Question

If $\left( a+ib \right)\left( c+id \right)\left( e+if \right)\left( g+ih \right)=A+iB$, then show that $\left( {{a}^{2}}+{{b}^{2}} \right)\left( {{c}^{2}}+{{d}^{2}} \right)\left( {{e}^{2}}+{{f}^{2}} \right)\left( {{g}^{2}}+{{h}^{2}} \right)=\left( {{A}^{2}}+{{B}^{2}} \right)$.

Answer 1

Hint: If we carefully notice the equation $\left( {{a}^{2}}+{{b}^{2}} \right)\left( {{c}^{2}}+{{d}^{2}} \right)\left( {{e}^{2}}+{{f}^{2}} \right)\left( {{g}^{2}}+{{h}^{2}} \right)=\left( {{A}^{2}}+{{B}^{2}} \right)$, we will notice that it contains a term $\left( {{A}^{2}}+{{B}^{2}} \right)$ on the right side of the equality. Also, this term is the mod of the complex number $A+iB$ which is present in the equation $\left( a+ib \right)\left( c+id \right)\left( e+if \right)\left( g+ih \right)=A+iB$.

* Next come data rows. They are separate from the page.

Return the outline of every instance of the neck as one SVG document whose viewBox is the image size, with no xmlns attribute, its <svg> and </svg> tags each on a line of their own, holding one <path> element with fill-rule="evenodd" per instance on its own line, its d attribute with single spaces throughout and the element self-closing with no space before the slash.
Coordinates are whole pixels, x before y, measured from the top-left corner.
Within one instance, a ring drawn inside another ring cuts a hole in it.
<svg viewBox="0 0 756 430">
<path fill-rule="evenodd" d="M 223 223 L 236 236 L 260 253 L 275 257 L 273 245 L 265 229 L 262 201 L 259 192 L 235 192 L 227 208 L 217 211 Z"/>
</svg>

Complete step-by-step answer:
Before proceeding with the question, we must know all the formulas that will be required to solve this question. In complex numbers, for a complex number $x+iy$, the mod $\left| x+iy \right|$ is given by the formula,
$\left| x+iy \right|=\sqrt{{{x}^{2}}+{{y}^{2}}}................\left( 1 \right)$
Also, there is a property of the mod function in the complex number. The mod function can be distributed over the multiplication of the two complex numbers. For example if we have two complex number $x+iy$ and $x'+iy'$ multiplied to each other, we can write,
$\left| \left( x+iy \right)\left( x'+iy' \right) \right|=\left| x+iy \right|\left| x'+iy' \right|.................\left( 2 \right)$
 In this question, we are given $\left( a+ib \right)\left( c+id \right)\left( e+if \right)\left( g+ih \right)=A+iB$. If we take mod on both the sides of this equation, we get,
$\left| \left( a+ib \right)\left( c+id \right)\left( e+if \right)\left( g+ih \right) \right|=\left| A+iB \right|$
From property $\left( 2 \right)$, we can distribute the mod function to each multiplied term. Using property $\left( 2 \right)$ in the above equation, we get,
$\left| \left( a+ib \right) \right|\left| \left( c+id \right) \right|\left| \left( e+if \right) \right|\left| \left( g+ih \right) \right|=\left| A+iB \right|$
Using formula $\left( 1 \right)$, we can simplify the above term by calculating the mod of each term.
$\sqrt{\left( {{a}^{2}}+{{b}^{2}} \right)}\sqrt{\left( {{c}^{2}}+{{d}^{2}} \right)}\sqrt{\left( {{e}^{2}}+{{f}^{2}} \right)}\sqrt{\left( {{g}^{2}}+{{h}^{2}} \right)}=\sqrt{\left( {{A}^{2}}+{{B}^{2}} \right)}$
We can also write the above equation as,
$\sqrt{\left( {{a}^{2}}+{{b}^{2}} \right)\left( {{c}^{2}}+{{d}^{2}} \right)\left( {{e}^{2}}+{{f}^{2}} \right)\left( {{g}^{2}}+{{h}^{2}} \right)}=\sqrt{\left( {{A}^{2}}+{{B}^{2}} \right)}$
Squaring both the sides of the above equation, we get,
$\left( {{a}^{2}}+{{b}^{2}} \right)\left( {{c}^{2}}+{{d}^{2}} \right)\left( {{e}^{2}}+{{f}^{2}} \right)\left( {{g}^{2}}+{{h}^{2}} \right)=\left( {{A}^{2}}+{{B}^{2}} \right)$
We have got the expression that was asked to prove in the question.
Hence proved.

Note: This question can also be solved by simply multiplying all the complex numbers in the equation $\left( a+ib \right)\left( c+id \right)\left( e+if \right)\left( g+ih \right)=A+iB$ and then applying the mod function on both the sides. But then, we have to factorize the final obtained expression which will take a lot of time. So, it is suggested to first apply mod function and then distribute the mod instead of multiplying the complex numbers and then applying mod function.